The above referred blog post analyzed the acquisition from a strategic and business perspective that could be interesting for students of management and strategy. Typically, strategies and businesses are built around products and technologies. In this context, it would be appropriate to take forward the analysis of the previous blog post in terms of product and technology management in a rapidly evolving industry. Such analysis is bound to throw up valuable insights into how the new Microsoft could be stacking itself up in the devices and services space, and what could be the challenges and opportunities for the acquiring Microsoft and the acquired Nokia division. The analysis could also throw light on the options available for other troubled software and hardware behemoths and embattled handset makers. That the acquisition is taking place at a time when the barriers for entry into the handheld mobile phone industry have sharply fallen makes the analysis even more interesting and relevant.
Microsoft product divisions
Microsoft has indeed evolved from the business model of providing only operating system software to personal computers to four other areas. Microsoft’s current five divisions are windows, servers & tools, online services, business, and entertainment & devices. These five divisions account for approximately 22, 28, 4, 35 and 10 percent of the total annual revenues, trending from the Q4, 2013 data. Of these five divisions, three are profitable (Windows at 25, Servers and Tools at 42 and Business at 68 percent of divisional revenues) while two are loss making (online services at 50 and Entertainment and Devices at 5 percent of divisional revenues), again trending from Q4 results. These, however, are not watertight product or service divisions, and except the entertainment division, the other divisions are interrelated to personal computing software. To understand Microsoft’s perspectives on these divisions, it would be best to consider extracts from Microsoft’s official website as below.
Windows Division develops and markets operating systems for computing devices, related software and online services, Surface RT and Pro devices, and PC accessories. This collection of software, hardware, and services is designed to empower individuals, companies, and organizations and to simplify everyday tasks through seamless operations across the user’s hardware and software. The general availability of Surface RT and Windows 8 started October 26, 2012. The general availability of Surface Pro started on February 9, 2013.
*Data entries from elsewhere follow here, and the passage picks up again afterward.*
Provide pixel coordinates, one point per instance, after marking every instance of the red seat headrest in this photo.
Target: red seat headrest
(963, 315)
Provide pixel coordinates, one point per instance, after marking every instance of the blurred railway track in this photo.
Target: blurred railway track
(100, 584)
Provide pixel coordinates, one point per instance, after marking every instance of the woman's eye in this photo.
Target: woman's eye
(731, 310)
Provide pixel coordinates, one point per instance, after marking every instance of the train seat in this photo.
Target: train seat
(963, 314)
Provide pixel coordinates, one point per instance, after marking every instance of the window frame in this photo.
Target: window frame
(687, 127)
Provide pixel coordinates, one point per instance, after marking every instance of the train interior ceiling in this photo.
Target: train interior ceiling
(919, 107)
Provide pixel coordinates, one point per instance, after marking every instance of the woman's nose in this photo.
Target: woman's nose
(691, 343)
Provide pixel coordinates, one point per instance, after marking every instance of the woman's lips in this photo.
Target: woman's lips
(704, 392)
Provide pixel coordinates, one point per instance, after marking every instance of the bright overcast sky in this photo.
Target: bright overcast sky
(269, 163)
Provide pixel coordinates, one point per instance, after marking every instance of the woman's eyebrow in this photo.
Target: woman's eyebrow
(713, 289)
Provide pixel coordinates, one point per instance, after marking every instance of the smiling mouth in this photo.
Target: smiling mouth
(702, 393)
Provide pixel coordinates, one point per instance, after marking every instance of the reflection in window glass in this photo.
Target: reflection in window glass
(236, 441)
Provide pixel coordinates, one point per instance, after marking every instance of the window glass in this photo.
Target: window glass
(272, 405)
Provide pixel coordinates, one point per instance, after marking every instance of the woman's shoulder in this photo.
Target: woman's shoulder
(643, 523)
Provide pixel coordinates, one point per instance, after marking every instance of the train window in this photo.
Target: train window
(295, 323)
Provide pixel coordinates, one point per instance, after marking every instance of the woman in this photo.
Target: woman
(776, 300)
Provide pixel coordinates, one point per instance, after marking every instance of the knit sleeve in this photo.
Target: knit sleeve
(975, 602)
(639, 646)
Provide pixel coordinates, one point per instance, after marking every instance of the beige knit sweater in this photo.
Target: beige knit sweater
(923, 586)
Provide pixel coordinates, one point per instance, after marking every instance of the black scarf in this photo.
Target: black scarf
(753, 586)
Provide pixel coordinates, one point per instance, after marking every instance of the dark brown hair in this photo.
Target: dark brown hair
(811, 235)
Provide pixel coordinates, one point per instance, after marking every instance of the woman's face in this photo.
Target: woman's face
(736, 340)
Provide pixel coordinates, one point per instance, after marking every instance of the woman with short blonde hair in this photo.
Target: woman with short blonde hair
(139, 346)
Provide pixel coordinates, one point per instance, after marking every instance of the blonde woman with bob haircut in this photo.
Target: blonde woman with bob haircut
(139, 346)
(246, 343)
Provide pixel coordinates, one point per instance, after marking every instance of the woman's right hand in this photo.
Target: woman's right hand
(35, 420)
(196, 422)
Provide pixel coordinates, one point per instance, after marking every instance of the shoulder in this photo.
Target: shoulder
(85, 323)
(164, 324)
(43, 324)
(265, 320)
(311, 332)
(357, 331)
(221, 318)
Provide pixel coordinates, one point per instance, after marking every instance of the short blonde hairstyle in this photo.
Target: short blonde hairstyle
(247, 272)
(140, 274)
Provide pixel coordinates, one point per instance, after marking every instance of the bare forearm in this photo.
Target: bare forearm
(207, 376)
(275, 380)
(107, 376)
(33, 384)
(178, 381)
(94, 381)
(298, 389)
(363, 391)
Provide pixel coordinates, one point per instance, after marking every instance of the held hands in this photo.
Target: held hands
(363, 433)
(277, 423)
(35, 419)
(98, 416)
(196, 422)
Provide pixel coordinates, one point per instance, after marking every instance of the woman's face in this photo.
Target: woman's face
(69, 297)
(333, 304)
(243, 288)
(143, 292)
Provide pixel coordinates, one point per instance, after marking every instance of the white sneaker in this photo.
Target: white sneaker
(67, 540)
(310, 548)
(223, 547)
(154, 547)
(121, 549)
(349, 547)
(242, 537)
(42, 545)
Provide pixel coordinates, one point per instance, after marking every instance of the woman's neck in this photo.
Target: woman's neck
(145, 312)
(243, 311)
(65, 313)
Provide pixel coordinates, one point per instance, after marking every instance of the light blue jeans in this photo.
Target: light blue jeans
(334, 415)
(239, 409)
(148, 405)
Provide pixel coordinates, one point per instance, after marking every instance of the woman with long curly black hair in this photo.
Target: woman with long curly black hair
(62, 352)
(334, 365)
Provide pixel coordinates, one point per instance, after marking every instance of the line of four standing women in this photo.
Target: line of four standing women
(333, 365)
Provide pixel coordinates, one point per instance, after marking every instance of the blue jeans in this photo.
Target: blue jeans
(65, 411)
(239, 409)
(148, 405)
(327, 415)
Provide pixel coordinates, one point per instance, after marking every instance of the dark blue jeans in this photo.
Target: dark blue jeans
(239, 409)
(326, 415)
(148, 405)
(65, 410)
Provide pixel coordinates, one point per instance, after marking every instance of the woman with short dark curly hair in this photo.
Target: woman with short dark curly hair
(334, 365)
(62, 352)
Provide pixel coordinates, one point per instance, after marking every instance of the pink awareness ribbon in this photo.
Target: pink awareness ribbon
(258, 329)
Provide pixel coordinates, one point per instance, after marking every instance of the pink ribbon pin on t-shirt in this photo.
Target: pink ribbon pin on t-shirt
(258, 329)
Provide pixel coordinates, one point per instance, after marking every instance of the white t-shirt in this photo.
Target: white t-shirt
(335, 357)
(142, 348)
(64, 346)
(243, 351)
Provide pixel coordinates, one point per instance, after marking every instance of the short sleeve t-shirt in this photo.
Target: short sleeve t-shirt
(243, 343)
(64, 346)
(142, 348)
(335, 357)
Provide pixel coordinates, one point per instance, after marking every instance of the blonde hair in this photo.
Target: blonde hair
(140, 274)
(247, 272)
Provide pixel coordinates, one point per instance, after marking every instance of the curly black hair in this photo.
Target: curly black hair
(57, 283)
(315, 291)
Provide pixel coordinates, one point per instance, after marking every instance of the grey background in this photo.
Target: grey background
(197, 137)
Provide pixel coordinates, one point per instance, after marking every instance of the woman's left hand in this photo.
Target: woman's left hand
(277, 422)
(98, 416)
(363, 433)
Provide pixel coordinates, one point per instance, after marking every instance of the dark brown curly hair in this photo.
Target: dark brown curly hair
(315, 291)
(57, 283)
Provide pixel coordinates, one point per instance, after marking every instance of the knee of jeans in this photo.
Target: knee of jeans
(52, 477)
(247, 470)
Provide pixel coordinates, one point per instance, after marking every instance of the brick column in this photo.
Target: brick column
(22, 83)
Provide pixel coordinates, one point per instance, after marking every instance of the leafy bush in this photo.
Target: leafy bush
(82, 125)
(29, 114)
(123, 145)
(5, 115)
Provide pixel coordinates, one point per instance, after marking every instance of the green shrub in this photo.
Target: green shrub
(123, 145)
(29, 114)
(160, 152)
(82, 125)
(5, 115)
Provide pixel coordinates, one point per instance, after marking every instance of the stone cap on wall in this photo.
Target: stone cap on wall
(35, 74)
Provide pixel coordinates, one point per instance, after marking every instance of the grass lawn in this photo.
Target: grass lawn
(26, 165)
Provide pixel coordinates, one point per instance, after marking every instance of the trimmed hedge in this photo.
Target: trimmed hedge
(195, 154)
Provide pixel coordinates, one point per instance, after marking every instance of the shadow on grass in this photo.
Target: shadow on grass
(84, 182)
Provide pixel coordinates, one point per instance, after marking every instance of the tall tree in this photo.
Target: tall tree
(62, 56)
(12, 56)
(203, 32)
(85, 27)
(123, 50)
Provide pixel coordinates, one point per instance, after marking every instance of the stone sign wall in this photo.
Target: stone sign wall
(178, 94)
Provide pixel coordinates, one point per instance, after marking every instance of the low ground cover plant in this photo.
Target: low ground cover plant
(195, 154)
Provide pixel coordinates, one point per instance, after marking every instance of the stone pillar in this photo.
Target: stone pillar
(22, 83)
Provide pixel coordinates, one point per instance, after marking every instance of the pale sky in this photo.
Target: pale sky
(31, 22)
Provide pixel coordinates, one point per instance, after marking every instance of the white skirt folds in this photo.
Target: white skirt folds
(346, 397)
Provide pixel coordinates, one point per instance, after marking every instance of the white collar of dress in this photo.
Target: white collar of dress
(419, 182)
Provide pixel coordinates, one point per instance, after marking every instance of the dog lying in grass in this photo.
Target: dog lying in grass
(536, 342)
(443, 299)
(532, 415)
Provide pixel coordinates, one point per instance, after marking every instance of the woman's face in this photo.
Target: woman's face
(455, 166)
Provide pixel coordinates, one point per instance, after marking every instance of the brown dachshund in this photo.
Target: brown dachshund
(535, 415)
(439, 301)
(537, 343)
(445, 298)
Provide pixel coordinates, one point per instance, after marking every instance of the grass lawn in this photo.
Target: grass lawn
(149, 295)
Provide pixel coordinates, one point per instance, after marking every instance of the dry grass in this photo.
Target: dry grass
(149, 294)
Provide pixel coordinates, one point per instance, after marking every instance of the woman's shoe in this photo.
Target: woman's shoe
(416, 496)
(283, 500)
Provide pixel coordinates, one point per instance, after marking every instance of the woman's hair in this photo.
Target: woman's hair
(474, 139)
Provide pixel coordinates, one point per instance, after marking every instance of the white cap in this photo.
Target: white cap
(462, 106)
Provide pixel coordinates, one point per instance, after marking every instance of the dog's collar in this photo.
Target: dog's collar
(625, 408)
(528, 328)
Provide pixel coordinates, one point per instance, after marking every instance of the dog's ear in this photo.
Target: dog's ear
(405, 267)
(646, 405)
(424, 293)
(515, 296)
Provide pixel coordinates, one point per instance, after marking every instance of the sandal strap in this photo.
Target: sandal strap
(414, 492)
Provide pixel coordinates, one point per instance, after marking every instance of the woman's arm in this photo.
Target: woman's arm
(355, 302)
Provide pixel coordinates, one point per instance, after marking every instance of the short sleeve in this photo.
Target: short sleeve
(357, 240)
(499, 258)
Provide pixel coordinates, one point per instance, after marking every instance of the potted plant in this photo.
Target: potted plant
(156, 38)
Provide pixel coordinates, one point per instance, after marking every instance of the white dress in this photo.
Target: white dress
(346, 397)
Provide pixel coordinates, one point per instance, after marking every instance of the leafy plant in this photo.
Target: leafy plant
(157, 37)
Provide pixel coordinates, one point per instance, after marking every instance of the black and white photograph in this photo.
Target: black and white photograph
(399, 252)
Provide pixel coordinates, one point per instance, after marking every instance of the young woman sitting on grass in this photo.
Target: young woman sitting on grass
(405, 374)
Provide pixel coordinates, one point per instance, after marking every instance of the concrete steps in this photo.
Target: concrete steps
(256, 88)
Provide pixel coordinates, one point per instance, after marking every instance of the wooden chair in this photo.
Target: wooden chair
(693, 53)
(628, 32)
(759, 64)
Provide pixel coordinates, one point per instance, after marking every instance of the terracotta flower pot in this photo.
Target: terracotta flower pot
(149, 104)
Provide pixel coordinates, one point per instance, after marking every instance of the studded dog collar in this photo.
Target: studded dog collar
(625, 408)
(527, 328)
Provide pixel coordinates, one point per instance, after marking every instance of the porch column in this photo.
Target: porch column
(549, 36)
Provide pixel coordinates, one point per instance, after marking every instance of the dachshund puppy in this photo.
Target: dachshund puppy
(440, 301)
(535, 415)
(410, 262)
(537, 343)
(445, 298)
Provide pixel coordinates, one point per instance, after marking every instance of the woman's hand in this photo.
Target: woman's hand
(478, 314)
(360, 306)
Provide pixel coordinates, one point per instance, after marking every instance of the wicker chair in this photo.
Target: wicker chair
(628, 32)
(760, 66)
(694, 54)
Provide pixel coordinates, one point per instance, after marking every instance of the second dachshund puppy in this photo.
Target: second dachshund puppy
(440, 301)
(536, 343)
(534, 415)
Server and Tools Division develops and markets technology and related services that enable information technology professionals and their systems to be more productive and efficient. Server and Tools product and service offerings include Windows Server, Microsoft SQL Server, Windows Azure, Visual Studio, System Center products, Windows Embedded device platforms, and Enterprise Services. Enterprise Services comprise Premier product support services and Microsoft Consulting Services. Microsoft also offers developer tools, training, and certification.
Microsoft Business Division (“MBD”) develops and markets software and online services designed to increase personal, team, and organization productivity. MBD offerings include the Microsoft Office system (“Office,” comprising mainly the core Office product set, Office 365, SharePoint, Exchange, and Lync), which generates over 90% of MBD revenue, and Microsoft Dynamics business solutions. The general availability of the new Office started on January 29, 2013.
Online Services Division (“OSD”) develops and markets information and content designed to help people simplify tasks and make more informed decisions online, and help advertisers connect with audiences. OSD offerings include Bing, Bing Ads, and MSN. Bing and MSN generate revenue through the sale of search and display advertising, accounting for nearly all of OSD’s revenue.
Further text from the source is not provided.